Scientists achieve major breakthrough in preserving integrity of sound waves

The experiment is the first to demonstrate strong topological order for sound stemming from time modulations, paving the way for improvements in ultrasound imaging, sonar, and electronic systems that use surface acoustic wave technology

NEW YORK, July 17, 2020 — In a breakthrough for physics and engineering, researchers from the Photonics Initiative at the Advanced Science Research Center at The Graduate Center, CUNY (CUNY ASRC) and from Georgia Tech have presented the first demonstration of topological order based on time modulations. This advancement allows the researchers to propagate sound waves along the boundaries of topological metamaterials without the risk of waves traveling backwards or being thwarted by material defects.

The new findings, which appear in the journal Science Advances, will pave the way for cheaper, lighter devices that use less battery power, and which can function in harsh or hazardous environments. Andrea Alù, founding director of the CUNY ASRC Photonics Initiative and Professor of Physics at The Graduate Center, CUNY, and postdoctoral research associate Xiang Ni were authors on the paper, together with Amir Ardabi and Michael Leamy from Georgia Tech.

The field of topology examines properties of an object that are not affected by continuous deformations. In a topological insulator, electrical currents can flow along the object’s boundaries, and this flow is resistant to being interrupted by the object’s imperfections. Recent progress in the field of metamaterials has extended these features to control the propagation of sound and light following similar principles.

In particular, previous work from the labs of Alù and City College of New York Physics Professor Alexander Khanikaev used geometrical asymmetries to create topological order in 3D-printed acoustic metamaterials. In these objects, sound waves were shown to be confined to travel along the object’s edges and around sharp corners, but with a significant drawback: These waves weren’t fully constrained — they could travel either forward or backward with the same properties. This effect inherently limited the overall robustness of this approach to topological order for sound. Certain types of disorder or imperfections would indeed reflect backwards the sound propagating along the boundaries of the object.

This latest experiment overcomes this challenge, showing that time-reversal symmetry breaking, rather than geometrical asymmetries, can be also used to induce topological order.

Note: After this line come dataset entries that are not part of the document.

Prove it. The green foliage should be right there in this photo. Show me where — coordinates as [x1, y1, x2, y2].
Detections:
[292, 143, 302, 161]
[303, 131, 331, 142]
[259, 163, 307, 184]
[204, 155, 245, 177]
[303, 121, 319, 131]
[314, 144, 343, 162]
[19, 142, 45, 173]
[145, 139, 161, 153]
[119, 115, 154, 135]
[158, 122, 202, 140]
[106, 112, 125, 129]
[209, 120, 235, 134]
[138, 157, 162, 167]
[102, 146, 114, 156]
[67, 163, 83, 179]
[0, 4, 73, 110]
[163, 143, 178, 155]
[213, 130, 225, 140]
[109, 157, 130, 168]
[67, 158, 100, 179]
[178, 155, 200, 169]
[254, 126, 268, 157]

Using this method, sound propagation becomes truly unidirectional, and strongly robust to disorder and imperfections

“The result is a breakthrough for topological physics, as we have been able to show topological order emerging from time variations, which is different, and more advantageous, than the large body of work on topological acoustics based on geometrical asymmetries,” Alù said. “Previous approaches inherently required the presence of a backward channel through which sound could be reflected, which inherently limited their topological protection. With time modulations we can suppress backward propagation and provide strong topological protection.”

The researchers designed a device made of an array of circular piezoelectric resonators arranged in repeating hexagons, like a honeycomb lattice, and bonded to a thin disk of polylactic acid. They then connected this to external circuits, which provide a time-modulated signal that breaks time-reversal symmetry.

As a bonus, their design allows for programmability. This means they can guide waves along a variety of different reconfigurable paths, with minimal loss. Ultrasound imaging, sonar, and electronic systems that use surface acoustic wave technology could all benefit from this advance, Alù said.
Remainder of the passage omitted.